Den biblischen Erzählungen nach haben die Babylonier im Jahr 586 v. Chr. Jerusalem erobert. Archäologen haben jetzt neue Hinweise gefunden, die das untermauern.

Von Nathanael Ullmann

Eine Ascheschicht am Zionsberg zeigt erneut, dass die biblische Geschichte rund um die babylonische Eroberung Jerusalems historisch stattgefunden hat. In ihr haben Archäologinnen und Archäologen Pfeilspitzen, Tonscherben, Lampen und sogar Schmuck entdeckt. Diese Mischung ist ausschlaggebend: Scherben allein hätten noch keine Belagerung bewiesen.

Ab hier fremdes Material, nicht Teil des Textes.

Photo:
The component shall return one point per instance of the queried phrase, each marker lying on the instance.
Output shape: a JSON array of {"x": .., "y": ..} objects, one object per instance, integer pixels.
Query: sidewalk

Aber zusammen mit den skythischen Bronze- und Eisenpfeilen, die auch die Babylonier benutzten, ist die Ascheschicht ein starkes Indiz für eine Belagerung. Das teilt die University of North Carolina mit, die für die Ausgrabungen mitverantwortlich ist.

Keine Ofenreste

Auch die Lage des Fundorts unterstützt die These: „Wir wissen, wo die historische Befestigungslinie verlief, deshalb wissen wir, dass wir uns in der Stadt befinden“, zitiert die Pressemitteilung den verantwortlichen Professor für Geschichte Shimon Gibson. Die Asche allein könnte auch auf Ablagerungen aus Öfen oder verbrannten Müll hindeuten. Dagegen sprechen aber die gefunden Relikte: „Niemand wirft Goldschmuck weg und niemand hat Pfeilköpfe im Hausmüll“, sagt Gibson. Da die babylonische Belagerung die einzige Schlacht ist, die aus dieser Zeit in Jerusalem überliefert ist, gehen die Archäologinnen und Archäologen davon aus, Hinweise auf die Eroberung in den Jahren 587/586 v. Chr. gefunden zu haben.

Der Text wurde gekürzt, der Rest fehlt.